Ok, I get that Big Data is a pretty big hype right now and I also get that humans like to give names to phenomena to give them a handle to think about it. However, the amount of buzzword bingo around the whole Big Data sphere is really just staggering.
ZDNet has a nicely interlinked blog post by Tony Baer on “Fast Data”, apparently the new tag for real-time, low latency analytics. I recently attended the BerlinBuzzwords conference and can confirm that real-time analytics is in fact a pretty hot topic right now. Over and over again people have admitted that they really had no current analytics on key performance indicators of their infrastructure, be it the number of games installed or other kinds of metrics, and they discussed different ways to run batch-processing systems like Hadoop in tiny iterations to get closer to real-time.
Of course, real-time data mining is nothing new, and as I’ve already discussed elsewhere there exists a whole field of research called stream mining to deal with these topics. However, it looks like the industry is just beginning to adopt these techniques.
Another insight I’ve also discussed is that disks are often too slow for real-time. Unless all of your requests can be served from the cache in memory, an access to disk is quite slow and you cannot get beyond a few hundred requests per second. Now from a machine learning point of view, having all your data in memory and running analysis methods on it also isn’t something special. After all, all the usual frameworks like R, matlab or scipy work that way: Read the data, clean the data, run an analysis, write a report. I’d say ML (and also data science or computational statistics for that matter) is so memory-centric that most of my colleagues view a database as just another storage format for data exchange.
However, the idea of using your memory for something else than disk caches seems to be so mindboggling new to database guys that they invented a completely new term for it: “in-memory analytics.” Apparently in an effort to jump the Big Data Buzzword Bandwagon, companies like SAP, Oracle, or SAS have started to offer “in-memory analytics” products and solutions which are basically just the way you normally process data, at least in my world ;)

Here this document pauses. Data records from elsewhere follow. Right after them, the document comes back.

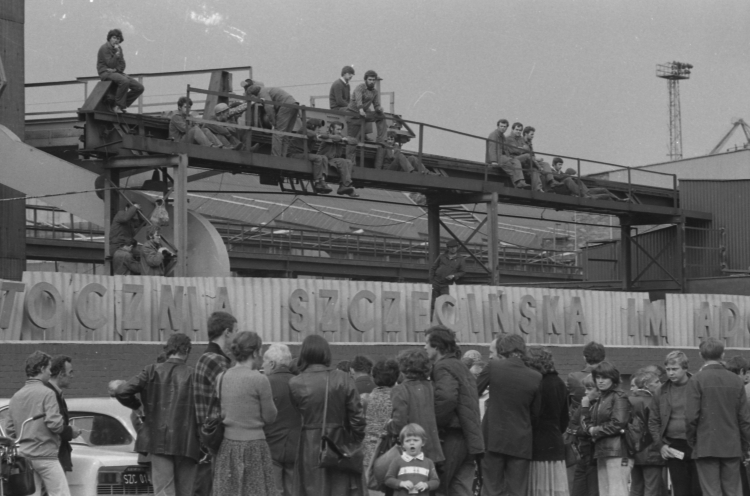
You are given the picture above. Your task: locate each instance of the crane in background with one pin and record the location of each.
(673, 72)
(739, 123)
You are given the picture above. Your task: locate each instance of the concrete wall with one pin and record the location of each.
(96, 364)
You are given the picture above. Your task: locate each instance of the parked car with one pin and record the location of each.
(103, 458)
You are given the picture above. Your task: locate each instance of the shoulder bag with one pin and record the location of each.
(337, 451)
(212, 428)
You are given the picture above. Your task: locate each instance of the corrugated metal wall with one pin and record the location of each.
(729, 202)
(263, 305)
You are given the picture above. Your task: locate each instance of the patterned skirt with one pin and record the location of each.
(244, 468)
(548, 479)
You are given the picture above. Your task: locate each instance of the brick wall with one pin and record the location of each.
(96, 364)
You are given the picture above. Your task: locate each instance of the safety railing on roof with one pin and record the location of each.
(83, 83)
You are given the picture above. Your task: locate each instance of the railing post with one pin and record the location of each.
(140, 98)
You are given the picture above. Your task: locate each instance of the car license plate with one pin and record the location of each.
(136, 476)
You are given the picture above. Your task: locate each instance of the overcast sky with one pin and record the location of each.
(582, 72)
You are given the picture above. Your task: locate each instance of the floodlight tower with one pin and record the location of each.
(673, 72)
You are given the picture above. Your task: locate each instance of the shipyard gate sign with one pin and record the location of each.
(78, 307)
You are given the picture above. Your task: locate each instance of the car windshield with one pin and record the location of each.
(99, 430)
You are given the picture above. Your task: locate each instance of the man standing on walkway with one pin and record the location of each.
(513, 405)
(446, 270)
(340, 94)
(221, 326)
(61, 375)
(456, 412)
(169, 433)
(497, 155)
(281, 118)
(110, 65)
(365, 105)
(41, 438)
(717, 421)
(283, 434)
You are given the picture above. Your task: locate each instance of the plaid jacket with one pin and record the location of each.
(211, 363)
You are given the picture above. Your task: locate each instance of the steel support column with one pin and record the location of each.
(492, 241)
(433, 231)
(626, 267)
(180, 215)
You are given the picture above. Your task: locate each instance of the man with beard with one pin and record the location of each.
(365, 104)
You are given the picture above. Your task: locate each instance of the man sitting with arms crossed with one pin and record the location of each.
(497, 155)
(334, 151)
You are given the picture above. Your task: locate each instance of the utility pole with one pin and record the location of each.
(673, 72)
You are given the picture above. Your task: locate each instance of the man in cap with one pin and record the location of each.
(446, 270)
(365, 104)
(340, 94)
(110, 65)
(498, 157)
(280, 118)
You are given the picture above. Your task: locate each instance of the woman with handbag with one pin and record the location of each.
(606, 422)
(330, 457)
(243, 464)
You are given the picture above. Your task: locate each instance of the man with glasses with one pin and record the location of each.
(365, 105)
(498, 157)
(110, 65)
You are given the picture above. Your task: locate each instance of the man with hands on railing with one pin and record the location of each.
(280, 118)
(365, 106)
(497, 155)
(110, 65)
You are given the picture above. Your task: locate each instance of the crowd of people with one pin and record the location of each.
(459, 424)
(327, 146)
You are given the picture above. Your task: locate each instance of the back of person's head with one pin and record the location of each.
(414, 364)
(245, 344)
(385, 373)
(542, 360)
(645, 378)
(219, 322)
(443, 340)
(177, 344)
(676, 358)
(606, 370)
(184, 100)
(278, 353)
(343, 365)
(36, 362)
(737, 365)
(588, 381)
(594, 353)
(58, 365)
(511, 345)
(315, 351)
(412, 430)
(361, 364)
(711, 349)
(115, 32)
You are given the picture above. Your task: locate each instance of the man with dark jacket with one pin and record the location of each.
(110, 65)
(497, 155)
(61, 375)
(666, 423)
(213, 361)
(446, 270)
(513, 406)
(717, 420)
(340, 94)
(456, 412)
(283, 434)
(593, 354)
(169, 432)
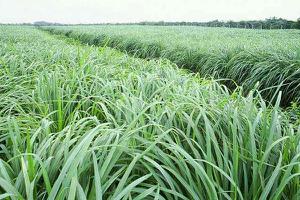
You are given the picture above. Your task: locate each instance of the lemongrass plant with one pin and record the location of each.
(80, 122)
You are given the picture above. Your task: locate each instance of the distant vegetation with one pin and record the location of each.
(83, 122)
(246, 57)
(270, 23)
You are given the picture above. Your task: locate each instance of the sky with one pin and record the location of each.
(112, 11)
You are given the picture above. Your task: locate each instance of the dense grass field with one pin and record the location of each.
(84, 122)
(242, 57)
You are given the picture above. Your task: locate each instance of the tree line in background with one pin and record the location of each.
(270, 23)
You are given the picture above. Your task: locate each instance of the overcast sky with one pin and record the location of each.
(93, 11)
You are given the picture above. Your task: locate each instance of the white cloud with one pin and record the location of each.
(93, 11)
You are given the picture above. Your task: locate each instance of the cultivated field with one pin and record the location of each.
(86, 122)
(245, 57)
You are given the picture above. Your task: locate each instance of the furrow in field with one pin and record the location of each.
(242, 57)
(82, 122)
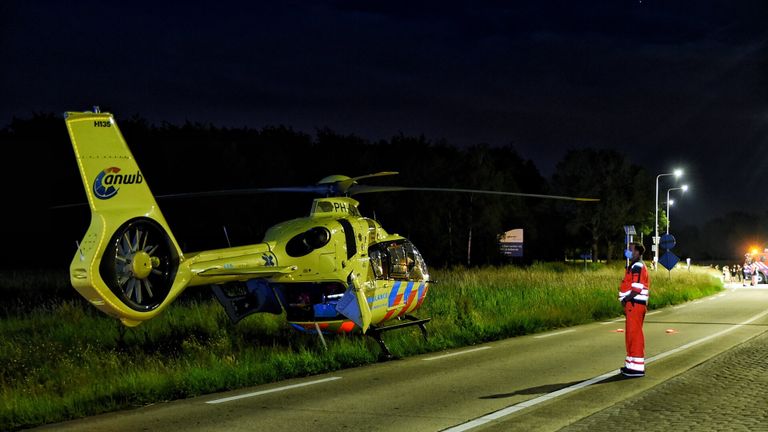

I think we still need a few more buzzwords, so here are a few more suggestions:
Big Data Science Neither Big Data or Data Science is sufficient, we need Big Data Science!
Real-Time Big Data IMHO, sounds better than Fast Data and also has Big Data in it, a clear win.
Small Data That way, we can bring all existing algorithms which don’t quite scale back into the Big Data world. The main selling point here is that these methods are often exact and not just approximations, leading to much more accurate results!
I’m only half-joking here. A friend of mine who works at TeraData has told me that classical data base vendors have started to interpret NoSQL as “Not Only SQL”.